Lessons from Building Small AI Tools
What I actually learned building small AI tools: why scope clarifies thinking, why 'it works' isn't enough, and why most of what I built was only ever for me.
I didn't expect building small AI tools to be humbling. Interesting, yes. Occasionally impressive. But the lessons that stuck weren't about the technology, they were about judgment, utility, and the uncomfortable gap between a thing that works and a thing worth using.
Small Is a Feature, Not a Constraint
Most AI discourse orbits scale. Billion-parameter models, enterprise deployments, infrastructure budgets that would make a small company wince. When I started building, it wasn't a philosophy, it was just the reality of limited time and genuine uncertainty about whether any of this was worth investing heavily in before I understood it better.
What surprised me is how much the constraint clarified things. My first tools each did exactly one job. I had a broader idea, a kind of personal knowledge graph assistant, that I shelved almost immediately because I couldn't scope it tightly enough to test it honestly. The narrow version, the one that only did one thing, was the one I could actually evaluate. I could tell within a week whether it was earning its place.
The SDG Group makes a similar argument: why the best AI projects start small isn't about timidity, it's that limited initial scope produces higher adoption rates and faster iteration. Deliberately restricting features isn't a concession to resource constraints. It's the actual strategy. When you build AI tools at this scale, you can evaluate them honestly. Narrow building is pedagogically irreplaceable in a way I couldn't have understood before doing it.

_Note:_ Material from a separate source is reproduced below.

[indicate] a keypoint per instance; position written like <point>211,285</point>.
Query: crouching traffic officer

The Gap Between "It Works" and "It's Useful"
There's a specific seductiveness to the demo moment. The prototype does something impressive, accurately, coherently, with apparent intelligence, and you feel like you've built something real. That feeling is one of the more dangerous parts of this process.
I built a note-summarisation tool that worked, technically. It produced clean, accurate summaries. And I used it maybe three times before quietly reverting to my manual method. The output quality wasn't the problem. The problem was that the summaries arrived in a format I didn't want to read, structured in a way that made sense for the model's training but didn't fit into any actual habit on my end or any real workflow I had. Real, repeated use is the only honest metric, and mine was damning.
The lesson, after the brief excitement about how well it worked, was that the gap between "it works" and "it's useful" lives almost entirely in whether the output slots into something your actual behaviour already supports. Features that look impressive in a demo can be actively unhelpful in practice if they don't connect to a real need. The hard-earned lessons from shipping AI agents from the CopilotKit team make this concrete: domain-specific grounding and human-in-the-loop design are what separate the tools that get used from the prototypes that get abandoned. I would've saved myself weeks if I'd read that earlier and taken it seriously.
Part of what makes this gap so persistent is the nature of the input data itself. I kept feeding my summarisation tool notes that were shapeless, half-formed, written for no audience, and then wondering why the outputs felt clinical. The model was doing its job. I was asking it to perform tasks on material that hadn't been prepared for the task. That's a workflow problem, not a model problem, and it took me embarrassingly long to see it.
Prompts Are Logic, Not Instructions
This took me longer to understand than I'd like to admit.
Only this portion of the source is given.